In 1917, after the United States had entered World War I, Edward Steichen volunteered for the U.S. Army. He made this self-portrait shortly before his commission as leader of a team of aerial reconnaissance photographers and his departure for France in late November. Steichen presents himself, posed with his apparatus, as a self-confident professional. The photograph is a prelude to his modernist postwar photographs--especially the theatrical commercial portraits and product advertisements commissioned by Condé Nast beginning in 1923 (see no. 237). It also articulates the new status that studio photographers would achieve after the war.
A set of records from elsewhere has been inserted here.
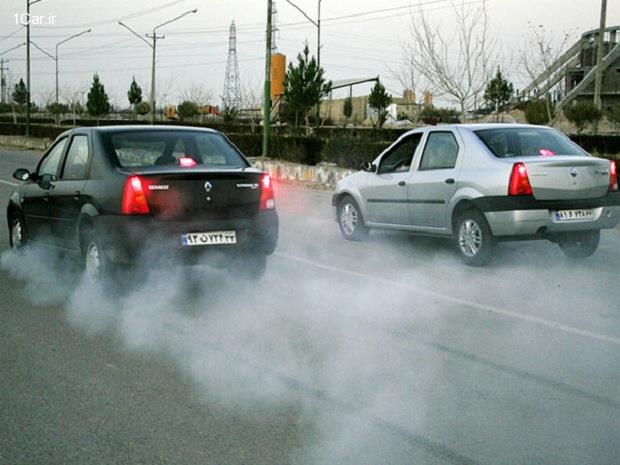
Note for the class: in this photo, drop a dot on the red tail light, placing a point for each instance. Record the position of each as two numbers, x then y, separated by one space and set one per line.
187 162
519 181
267 199
134 197
613 176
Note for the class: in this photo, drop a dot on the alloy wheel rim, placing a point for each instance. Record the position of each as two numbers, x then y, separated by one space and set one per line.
470 238
93 262
17 237
348 218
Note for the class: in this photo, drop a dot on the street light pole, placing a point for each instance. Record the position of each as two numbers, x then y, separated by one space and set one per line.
155 37
599 58
153 46
5 95
56 60
317 24
28 4
267 94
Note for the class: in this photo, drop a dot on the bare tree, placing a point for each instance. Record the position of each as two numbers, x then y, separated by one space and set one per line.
251 102
457 66
197 93
542 50
74 95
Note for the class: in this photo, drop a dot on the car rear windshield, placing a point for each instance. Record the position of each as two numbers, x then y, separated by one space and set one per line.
527 142
143 149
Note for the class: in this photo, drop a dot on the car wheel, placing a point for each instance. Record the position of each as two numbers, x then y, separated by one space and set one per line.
96 265
581 244
350 220
474 239
17 234
249 267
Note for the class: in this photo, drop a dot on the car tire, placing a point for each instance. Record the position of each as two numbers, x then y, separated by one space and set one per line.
350 220
249 267
474 239
97 267
17 233
580 244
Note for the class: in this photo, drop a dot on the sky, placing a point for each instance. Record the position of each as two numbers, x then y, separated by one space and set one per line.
360 39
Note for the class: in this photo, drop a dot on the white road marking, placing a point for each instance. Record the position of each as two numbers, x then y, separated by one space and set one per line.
476 305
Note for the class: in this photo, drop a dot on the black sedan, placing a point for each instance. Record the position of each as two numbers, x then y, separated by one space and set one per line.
114 195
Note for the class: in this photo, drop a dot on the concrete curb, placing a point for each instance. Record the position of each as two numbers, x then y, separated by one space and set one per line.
324 175
23 142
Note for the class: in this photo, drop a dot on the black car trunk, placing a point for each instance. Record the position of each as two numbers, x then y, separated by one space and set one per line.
202 194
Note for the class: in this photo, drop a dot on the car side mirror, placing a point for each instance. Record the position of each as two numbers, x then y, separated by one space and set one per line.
45 182
22 174
368 167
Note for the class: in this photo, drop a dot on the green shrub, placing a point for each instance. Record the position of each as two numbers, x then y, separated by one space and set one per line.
143 108
536 112
582 113
187 109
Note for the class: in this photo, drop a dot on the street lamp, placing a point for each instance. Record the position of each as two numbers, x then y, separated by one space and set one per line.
29 3
3 69
55 58
153 46
317 24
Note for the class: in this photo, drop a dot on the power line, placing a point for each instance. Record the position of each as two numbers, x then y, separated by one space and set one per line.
143 68
137 14
12 33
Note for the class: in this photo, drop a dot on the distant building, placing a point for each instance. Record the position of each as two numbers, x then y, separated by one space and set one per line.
404 107
586 62
576 68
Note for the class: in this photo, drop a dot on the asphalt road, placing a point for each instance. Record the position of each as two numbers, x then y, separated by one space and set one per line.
388 351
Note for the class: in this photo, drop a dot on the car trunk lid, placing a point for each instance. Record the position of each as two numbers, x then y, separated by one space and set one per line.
202 194
568 177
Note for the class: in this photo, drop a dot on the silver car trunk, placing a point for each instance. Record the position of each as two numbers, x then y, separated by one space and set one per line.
567 177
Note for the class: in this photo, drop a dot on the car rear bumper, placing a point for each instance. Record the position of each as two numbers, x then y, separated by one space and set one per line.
129 238
526 216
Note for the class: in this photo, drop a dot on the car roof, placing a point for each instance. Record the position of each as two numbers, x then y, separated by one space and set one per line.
479 126
142 127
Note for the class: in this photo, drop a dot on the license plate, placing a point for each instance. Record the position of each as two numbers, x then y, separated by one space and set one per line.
571 215
209 238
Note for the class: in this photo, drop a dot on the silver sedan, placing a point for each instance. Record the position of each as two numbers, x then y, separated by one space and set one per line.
482 184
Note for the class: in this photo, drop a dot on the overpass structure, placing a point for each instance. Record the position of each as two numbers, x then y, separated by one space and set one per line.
577 69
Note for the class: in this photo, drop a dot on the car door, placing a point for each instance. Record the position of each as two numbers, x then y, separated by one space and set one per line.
433 182
385 195
35 201
66 197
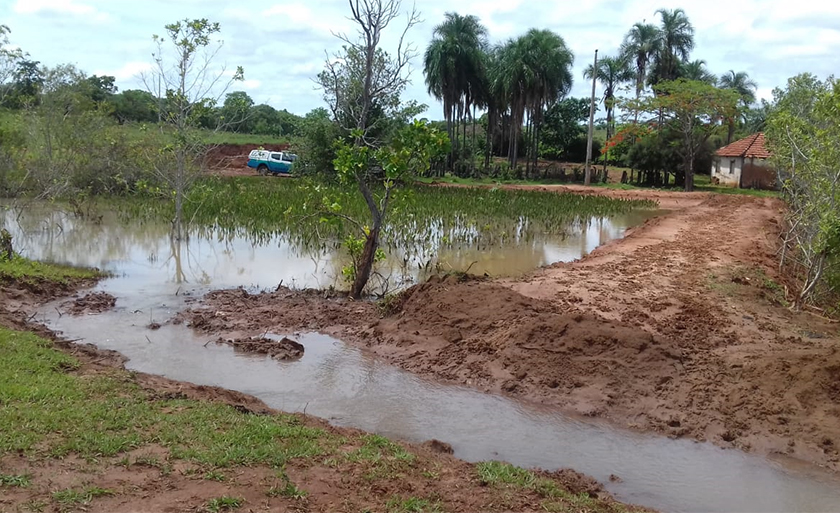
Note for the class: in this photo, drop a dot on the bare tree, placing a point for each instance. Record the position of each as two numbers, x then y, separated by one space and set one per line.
9 58
366 76
187 83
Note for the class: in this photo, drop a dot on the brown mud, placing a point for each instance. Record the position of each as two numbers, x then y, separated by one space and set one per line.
680 328
284 349
133 484
90 303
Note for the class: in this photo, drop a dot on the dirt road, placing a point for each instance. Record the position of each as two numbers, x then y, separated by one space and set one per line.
679 328
324 468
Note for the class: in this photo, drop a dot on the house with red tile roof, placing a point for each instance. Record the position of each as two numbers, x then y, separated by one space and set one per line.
744 164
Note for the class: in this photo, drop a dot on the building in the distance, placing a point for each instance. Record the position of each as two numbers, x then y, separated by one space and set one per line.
744 164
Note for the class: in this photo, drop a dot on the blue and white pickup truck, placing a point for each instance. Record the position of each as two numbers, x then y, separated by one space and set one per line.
271 162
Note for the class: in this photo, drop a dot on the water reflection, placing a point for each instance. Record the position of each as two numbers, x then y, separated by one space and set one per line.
209 258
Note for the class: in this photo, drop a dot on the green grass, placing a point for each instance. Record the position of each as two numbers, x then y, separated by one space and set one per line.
19 268
288 489
420 218
412 505
702 183
505 476
48 412
71 497
224 504
234 138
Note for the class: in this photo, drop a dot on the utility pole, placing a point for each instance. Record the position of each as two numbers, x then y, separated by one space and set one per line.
588 174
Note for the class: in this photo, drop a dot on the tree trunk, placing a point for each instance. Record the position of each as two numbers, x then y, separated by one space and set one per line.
472 151
489 137
366 262
689 175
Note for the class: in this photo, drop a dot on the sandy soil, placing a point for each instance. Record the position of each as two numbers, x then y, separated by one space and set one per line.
173 485
677 329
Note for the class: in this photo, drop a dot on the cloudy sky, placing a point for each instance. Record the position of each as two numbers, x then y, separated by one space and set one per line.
282 44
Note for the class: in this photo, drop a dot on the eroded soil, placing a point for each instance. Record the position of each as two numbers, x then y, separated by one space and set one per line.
90 303
358 472
679 328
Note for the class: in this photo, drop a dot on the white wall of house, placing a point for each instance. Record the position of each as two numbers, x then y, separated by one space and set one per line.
727 170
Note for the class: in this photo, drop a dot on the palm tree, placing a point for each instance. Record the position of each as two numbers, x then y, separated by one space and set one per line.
454 68
676 37
741 83
641 45
696 70
612 72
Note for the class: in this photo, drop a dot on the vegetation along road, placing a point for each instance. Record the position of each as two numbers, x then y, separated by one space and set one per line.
663 274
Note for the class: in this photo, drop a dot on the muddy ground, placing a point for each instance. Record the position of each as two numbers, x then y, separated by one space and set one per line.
149 479
680 328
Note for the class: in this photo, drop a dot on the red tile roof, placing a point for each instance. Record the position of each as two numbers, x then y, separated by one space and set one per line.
750 147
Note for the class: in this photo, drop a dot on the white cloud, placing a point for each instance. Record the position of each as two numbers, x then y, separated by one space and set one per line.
250 85
60 7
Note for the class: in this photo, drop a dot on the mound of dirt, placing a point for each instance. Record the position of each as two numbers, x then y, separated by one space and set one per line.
226 156
284 349
91 303
237 311
485 334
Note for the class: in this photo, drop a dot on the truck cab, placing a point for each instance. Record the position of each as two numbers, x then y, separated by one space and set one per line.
271 162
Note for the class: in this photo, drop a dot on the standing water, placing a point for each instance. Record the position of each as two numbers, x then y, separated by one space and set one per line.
351 388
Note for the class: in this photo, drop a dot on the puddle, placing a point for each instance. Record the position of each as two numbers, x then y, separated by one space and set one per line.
351 388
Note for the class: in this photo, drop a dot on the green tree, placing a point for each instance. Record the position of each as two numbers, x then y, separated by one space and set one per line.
697 70
676 36
135 105
741 83
236 112
368 78
694 110
454 66
534 71
802 134
564 129
641 45
317 143
9 59
185 75
612 73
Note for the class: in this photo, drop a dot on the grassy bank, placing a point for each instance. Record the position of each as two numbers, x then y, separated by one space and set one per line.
702 183
78 433
257 207
23 270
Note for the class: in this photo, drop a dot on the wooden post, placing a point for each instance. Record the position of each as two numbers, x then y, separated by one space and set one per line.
588 173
As the highest-paid photographer at "Vanity Fair," Steichen became New York's most celebrated packager of personalities--a man who wielded truly cult-like influence. Unlike Steichen's earlier Photo-Secessionist photographs, this print shows no evidence of darkroom manipulation. As a transitional work, however, it is signed and dated in the manner of his earlier prints, with his name in capital letters inscribed over the date, which appears in Roman numerals. Steichen's inclusion of the camera as his chosen attribute seems to presage his imminent decision to abandon the brush for the lens.
Inscription: Inscribed, recto: "STEICHEN, MDCCCCXVII"; stamped verso: "Property of Selma S. Schubart, N.Y."
Doris Bry; Gilman Paper Company Collection, New York, April 8, 1980
From Gilman record:
A gelatin silver pritn with the image reversed exists in the George Eastman House Collection (part of bequest from Joanna Steichen).